Dave Grohl's love letter to American music delivers few surprises but plenty of fist-pumping rock'n'roll

After 2011’s chart-topping ‘Wasting Light’ reaffirmed Foo Fighters’ status as one of the planet’s biggest bands after four years away, Dave Grohl realised that he had “licence to get weird” on its follow-up. “If we wanted,” he told Billboard in May, “we could make some crazy, bleak Radiohead record and freak everyone out. Then I thought, ‘Fuck that.’” Quelle surprise, you might say: whereas Grohl’s previous band were iconoclasts who tried to tear down the golden calf of classic rock-ism, the Foos have always seemed happy to embrace it. For their eighth album, they’ve done the most classic rock thing imaginable, recording each track in a different American city, using iconic studios where musical history – and other classic rock albums – were made, including Arlington’s Inner Ear (Minor Threat, Fugazi), New York’s Magic Shop (Ramones, Sonic Youth), and LA’s Rancho de la Luna (QOTSA, Arctic Monkeys).

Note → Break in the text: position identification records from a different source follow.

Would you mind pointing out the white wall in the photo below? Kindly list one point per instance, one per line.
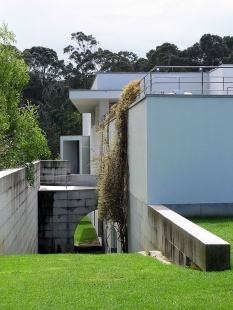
(115, 81)
(18, 212)
(137, 150)
(190, 150)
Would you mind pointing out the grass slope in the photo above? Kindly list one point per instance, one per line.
(112, 281)
(85, 232)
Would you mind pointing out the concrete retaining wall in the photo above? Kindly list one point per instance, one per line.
(18, 212)
(60, 211)
(157, 227)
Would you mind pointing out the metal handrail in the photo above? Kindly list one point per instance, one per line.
(147, 84)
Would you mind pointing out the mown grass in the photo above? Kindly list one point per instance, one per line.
(85, 232)
(112, 281)
(220, 226)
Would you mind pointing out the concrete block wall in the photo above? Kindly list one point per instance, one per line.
(157, 227)
(60, 211)
(18, 212)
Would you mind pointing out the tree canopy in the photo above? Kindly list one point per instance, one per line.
(21, 139)
(50, 78)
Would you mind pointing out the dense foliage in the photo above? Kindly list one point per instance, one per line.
(21, 139)
(112, 165)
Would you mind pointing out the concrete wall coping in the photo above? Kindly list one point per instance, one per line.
(198, 232)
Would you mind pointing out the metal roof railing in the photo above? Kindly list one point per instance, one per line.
(197, 81)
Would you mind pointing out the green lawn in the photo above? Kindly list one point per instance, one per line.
(221, 226)
(112, 281)
(85, 232)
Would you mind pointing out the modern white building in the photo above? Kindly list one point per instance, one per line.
(180, 149)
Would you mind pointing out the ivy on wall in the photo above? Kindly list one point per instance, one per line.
(112, 165)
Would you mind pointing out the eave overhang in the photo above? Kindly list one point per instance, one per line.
(86, 100)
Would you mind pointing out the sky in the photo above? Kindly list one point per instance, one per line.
(118, 25)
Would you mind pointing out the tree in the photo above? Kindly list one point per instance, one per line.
(22, 141)
(81, 67)
(44, 63)
(122, 61)
(166, 54)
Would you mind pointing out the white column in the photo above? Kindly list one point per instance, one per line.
(86, 118)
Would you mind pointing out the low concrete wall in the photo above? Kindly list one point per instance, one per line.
(157, 227)
(183, 241)
(57, 173)
(60, 211)
(202, 209)
(18, 212)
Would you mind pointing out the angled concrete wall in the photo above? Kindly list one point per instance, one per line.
(60, 210)
(18, 212)
(183, 241)
(157, 227)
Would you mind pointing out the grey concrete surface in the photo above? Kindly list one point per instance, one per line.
(18, 212)
(60, 210)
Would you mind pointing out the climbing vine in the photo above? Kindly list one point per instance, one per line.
(112, 165)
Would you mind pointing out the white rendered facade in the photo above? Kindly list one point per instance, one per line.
(180, 147)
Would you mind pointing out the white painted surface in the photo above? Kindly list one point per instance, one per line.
(86, 124)
(115, 80)
(137, 151)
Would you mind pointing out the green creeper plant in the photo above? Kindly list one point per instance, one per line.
(112, 165)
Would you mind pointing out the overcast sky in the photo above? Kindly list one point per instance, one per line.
(136, 26)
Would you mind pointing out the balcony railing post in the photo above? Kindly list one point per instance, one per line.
(150, 82)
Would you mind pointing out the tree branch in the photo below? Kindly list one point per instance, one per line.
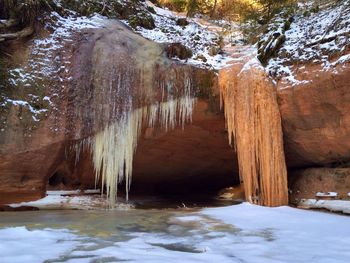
(8, 23)
(20, 34)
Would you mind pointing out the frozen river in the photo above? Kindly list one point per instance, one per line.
(238, 233)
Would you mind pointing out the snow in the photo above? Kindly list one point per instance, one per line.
(328, 194)
(198, 37)
(35, 113)
(304, 42)
(240, 233)
(71, 200)
(18, 244)
(42, 62)
(341, 206)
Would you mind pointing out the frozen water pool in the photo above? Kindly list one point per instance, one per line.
(238, 233)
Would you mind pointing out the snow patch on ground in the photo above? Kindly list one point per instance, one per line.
(341, 206)
(44, 63)
(18, 244)
(74, 199)
(328, 194)
(200, 38)
(310, 40)
(240, 233)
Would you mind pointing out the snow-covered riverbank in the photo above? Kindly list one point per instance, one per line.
(240, 233)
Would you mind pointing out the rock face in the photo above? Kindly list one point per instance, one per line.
(305, 184)
(110, 71)
(316, 116)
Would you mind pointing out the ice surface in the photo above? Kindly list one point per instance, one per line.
(241, 233)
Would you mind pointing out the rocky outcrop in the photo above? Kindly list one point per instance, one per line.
(313, 183)
(109, 71)
(316, 116)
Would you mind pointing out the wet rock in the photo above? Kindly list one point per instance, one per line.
(182, 22)
(306, 183)
(141, 20)
(178, 50)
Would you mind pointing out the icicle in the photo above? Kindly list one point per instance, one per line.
(114, 147)
(254, 124)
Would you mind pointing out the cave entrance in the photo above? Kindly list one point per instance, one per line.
(193, 163)
(62, 179)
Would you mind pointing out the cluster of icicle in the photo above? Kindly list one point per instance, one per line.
(254, 124)
(113, 148)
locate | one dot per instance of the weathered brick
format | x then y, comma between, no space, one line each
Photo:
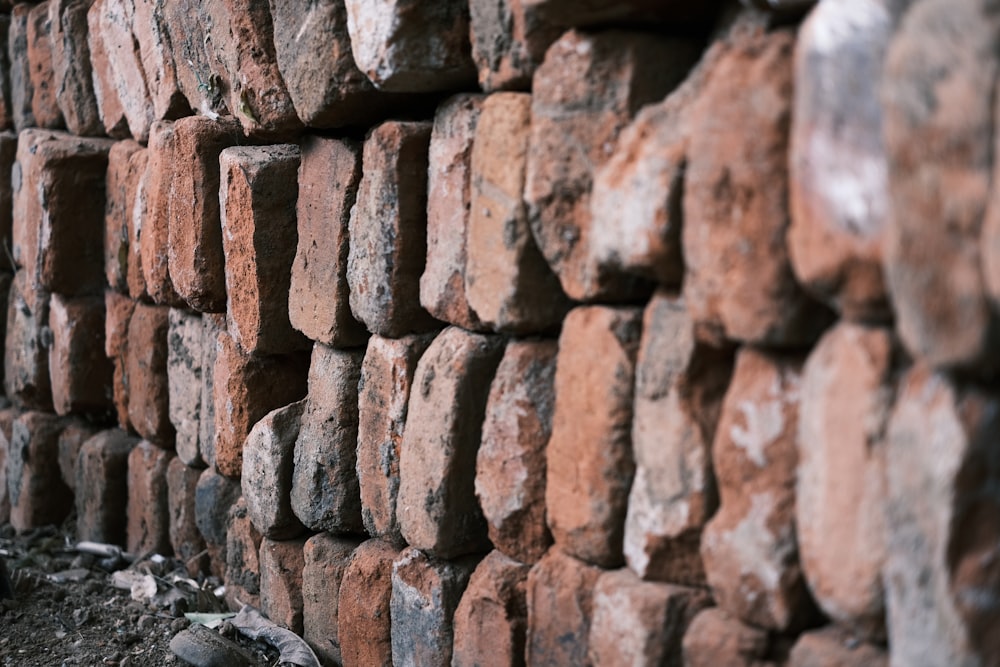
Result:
425,594
363,609
318,301
589,456
679,386
510,483
838,175
507,280
847,388
436,506
244,389
194,229
215,514
37,493
638,622
184,357
383,397
259,239
281,565
326,560
324,493
185,538
268,457
509,40
442,284
585,92
73,85
408,46
102,483
749,549
388,228
146,368
241,559
148,509
491,620
560,610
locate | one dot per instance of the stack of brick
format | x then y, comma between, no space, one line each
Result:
517,332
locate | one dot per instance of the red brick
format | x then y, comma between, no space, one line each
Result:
146,368
43,82
326,561
442,285
491,621
425,593
148,509
194,229
37,493
436,506
640,623
738,279
560,610
215,514
268,456
508,283
324,491
242,564
80,372
245,388
72,81
408,46
509,40
26,359
679,387
363,611
838,174
184,369
257,201
749,548
58,231
281,565
388,229
847,389
185,538
318,302
511,458
383,396
585,92
589,456
102,483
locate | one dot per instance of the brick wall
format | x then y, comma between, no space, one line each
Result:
518,331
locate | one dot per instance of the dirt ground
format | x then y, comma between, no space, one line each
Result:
66,611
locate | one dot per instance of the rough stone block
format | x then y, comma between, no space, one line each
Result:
102,483
749,548
425,593
679,386
638,622
409,46
148,509
601,79
318,301
268,457
436,506
589,465
510,483
383,398
324,487
491,620
388,229
507,280
257,202
363,612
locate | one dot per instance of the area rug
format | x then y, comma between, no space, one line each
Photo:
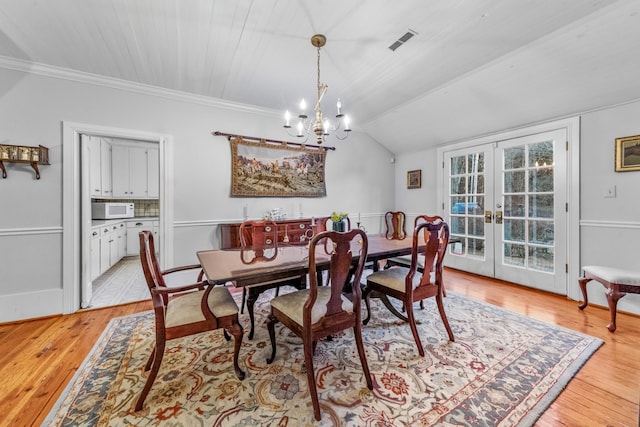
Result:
503,369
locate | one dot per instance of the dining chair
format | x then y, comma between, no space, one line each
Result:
408,284
405,260
320,311
259,243
184,310
395,222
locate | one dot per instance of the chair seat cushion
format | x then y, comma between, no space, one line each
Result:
394,277
292,304
186,309
614,275
405,260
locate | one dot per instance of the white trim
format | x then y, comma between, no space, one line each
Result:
632,225
114,83
30,231
30,305
71,201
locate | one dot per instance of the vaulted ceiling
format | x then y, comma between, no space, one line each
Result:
472,68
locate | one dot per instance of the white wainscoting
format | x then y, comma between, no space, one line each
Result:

That’s a nice pitch for the HBO travelogue documenting the recording process – which premiered last month on US TV – but its bearing on the songs themselves is pretty minimal. ‘Sonic Highways’ has been billed as a Kerouacian quest into the musical heart of America, but beyond the inherent Bono-ness of that idea, in its marrow, it remains a fairly orthodox Foo Fighters record. There are lyrical allusions to people and places (Muddy Waters, Nashville’s Bluebird Cafe, Roky Erickson), and listening to the heart-on-sleeve bombast of ‘Congregation’ (recorded in Nashville, home of gospel) you can imagine Grohl’s voiceover earnestly explaining how music is a church and we’re all its congregation, but any exploration of the sounds of those people and places is mostly absent. When it comes to making music, location matters, but only up to a point, and ‘Sonic Highways’ can sometimes resemble a guidebook about a vast American cultural tapestry, related through the somewhat reductive medium of power chords.

Still, as a crowd-pleasing stadium-rock record, it largely delivers. ‘Something From Nothing’ is an archetypal lead single in the mould of ‘Best Of You’ or ‘The Pretender’, accelerating from slowburn introspection to Grohl’s eventual ursine roar of “Fuck it all, I came from nothing”. Elsewhere, the contemplative ‘Subterranean’ – recorded in the Seattle studio where the first Foo Fighters session took place in 1994 – finds him reflecting on the grunge era and his own anxieties about moving on from it. Best of all are ‘The Feast And The Famine’ – whose stop-start riff and Bowie-does-Dischord chorus kick like a particularly ornery mule – and the climactic ‘I Am A River’, one of those wilfully grandiose panoramas whose working title was probably always ‘Album Closer’.

At eight songs long, however, it’s not just the Foos’ shortest record, but in some ways their slightest. It may not be a ‘soundtrack album’ as such, but it seems oddly beholden to its central concept and the number of episodes in the accompanying TV series. When two of those songs – the meandering ‘Outside’ and the merely-perfunctory ‘In The Clear’ – feel like they’re marking time, you find yourself wishing they’d stopped off in Portland, Kansas City, San Francisco or any number of other locales that might’ve resulted in a few more tunes. The old proverb holds that it’s the journey, not the destination, that counts, but for ‘Sonic Highways’, it’s a little bit of both. While the journey isn’t quite as as spectacular as you’d hope, the destination is reassuringly familiar: Foo Fighters making fist-pumping rock’n’roll.